Last year, our local news station had a special series on local faith communities and mental health.  Note that.   It was all various religious leaders of different faith traditions speaking to mental health.  Not spiritual issues.  Not religious issues.  Nothing about sin or righteousness.  Certainly nothing about salvation.  Just mental health.  It was all mental health.  Score one for secularism and a godless model of the world.

But beyond that, I have to admit the mental health industry does seem to play into the narrative of the dentist who prescribes candy to his patients.  I mean, you don't turn around that you don't see a new syndrome or psychological crisis or emotional trauma in desperate need of professional counseling.  The idea is everywhere that we can't live life and do what ancient man would have been able to handle with no problem without a professional holding  our hands at 50.00 an hour. 

Last year, they actually interviewed mental health councilors who were on hand to help people suffering from 'Cooking at Home' stress.  Because nothing can be more difficult than cooking your own meals.  They also had specials walking people through how to handle having the kids at home because having kids around the house is apparently an unprecedented challenge. 

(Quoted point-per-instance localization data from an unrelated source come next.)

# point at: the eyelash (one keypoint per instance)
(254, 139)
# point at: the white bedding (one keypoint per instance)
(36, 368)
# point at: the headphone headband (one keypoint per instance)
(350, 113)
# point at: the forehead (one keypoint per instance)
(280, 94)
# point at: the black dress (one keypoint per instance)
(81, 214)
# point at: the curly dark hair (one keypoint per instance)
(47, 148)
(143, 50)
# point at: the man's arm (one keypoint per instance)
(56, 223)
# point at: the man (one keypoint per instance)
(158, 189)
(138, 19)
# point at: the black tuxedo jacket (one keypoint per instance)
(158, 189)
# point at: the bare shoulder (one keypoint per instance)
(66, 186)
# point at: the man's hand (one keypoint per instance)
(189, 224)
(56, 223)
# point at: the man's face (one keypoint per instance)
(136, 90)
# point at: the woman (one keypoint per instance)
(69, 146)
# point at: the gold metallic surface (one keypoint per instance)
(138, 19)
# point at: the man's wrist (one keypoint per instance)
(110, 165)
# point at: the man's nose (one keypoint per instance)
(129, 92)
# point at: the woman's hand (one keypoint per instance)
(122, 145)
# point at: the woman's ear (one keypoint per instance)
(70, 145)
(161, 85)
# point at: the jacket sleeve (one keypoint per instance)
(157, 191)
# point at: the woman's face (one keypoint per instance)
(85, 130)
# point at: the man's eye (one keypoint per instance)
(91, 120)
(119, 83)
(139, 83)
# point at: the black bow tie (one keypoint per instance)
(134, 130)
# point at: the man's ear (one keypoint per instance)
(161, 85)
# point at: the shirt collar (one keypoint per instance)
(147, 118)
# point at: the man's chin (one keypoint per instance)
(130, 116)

I write this, because I've now seen news segments and articles dealing with cicada stress syndrome.  Cicadas are going to be out and about this year.  It happens.  And has for quite a few years.  It's annoying.  We talk about it.  We move on.  

But now it's a syndrome.  It's something you may need help with.  You may need to pay someone money to help you through the stress of it all.  Why?  Because the news is running stories with mental health experts explaining why it's logical to be on the brink of a collapse because of the dreaded Cicada Pandemic. 

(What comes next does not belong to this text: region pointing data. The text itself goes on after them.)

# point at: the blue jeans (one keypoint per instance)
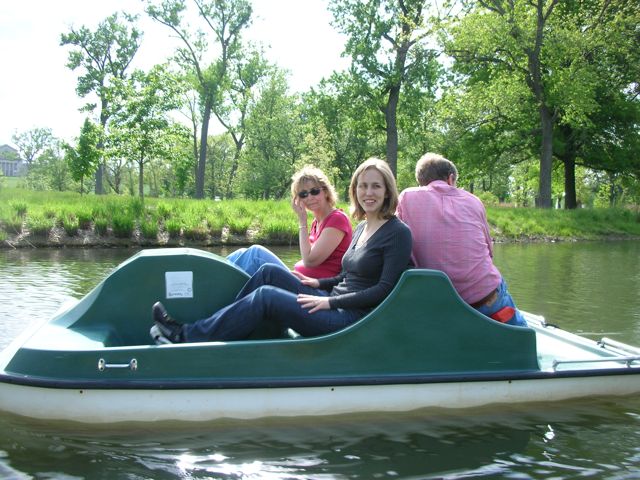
(504, 299)
(252, 258)
(269, 296)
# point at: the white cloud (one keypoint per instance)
(38, 90)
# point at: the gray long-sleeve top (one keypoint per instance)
(371, 271)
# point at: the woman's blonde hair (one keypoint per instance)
(388, 209)
(309, 173)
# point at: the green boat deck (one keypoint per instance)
(422, 328)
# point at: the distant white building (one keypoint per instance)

More to the point, even if you don't go and book a session with a counselor to survive the great Cicada disaster of 2021, you're nonetheless treated to the narrative that even the smallest, most trivial matters in life are beyond our ability to cope.  Therefore we must continue to feed this multi-billion dollar industry known as the mental health industry, or we're all doomed. 

I think my son is right. Tammy Faye couldn't have done it better. 

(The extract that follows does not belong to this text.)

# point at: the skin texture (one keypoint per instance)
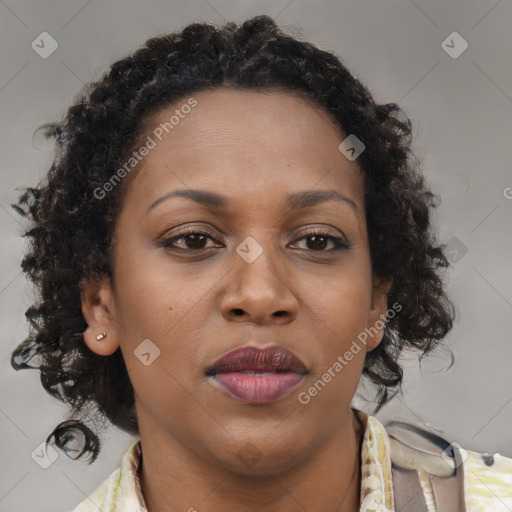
(256, 149)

UPDATE: A perfect image of two approaches to our modern mental health era.  One voices skepticism that all things labeled in need of counseling are in need of counseling, the other saying listen to the experts with the education and training. 

I saw that and thought it was interesting, given the experts' insistence that short of professional help, we may not be able to navigate the anxiety brought about by the great Cicada Crisis of 2021. 

BTW, feel free to disagree with me.  I have had training and licensing in mental health counseling owing to my days as a pastor, though my full degrees were not in behavioral or mental health.  Nonetheless, even then I couldn't help but get the feeling we approached mental health issues the way we approach STEM, and that's giving them place of prominence well out of proportion from where they should be.  


  1. Agree overall, but your "cicada stress syndrome" link goes to a gardening column about cicada damage to trees.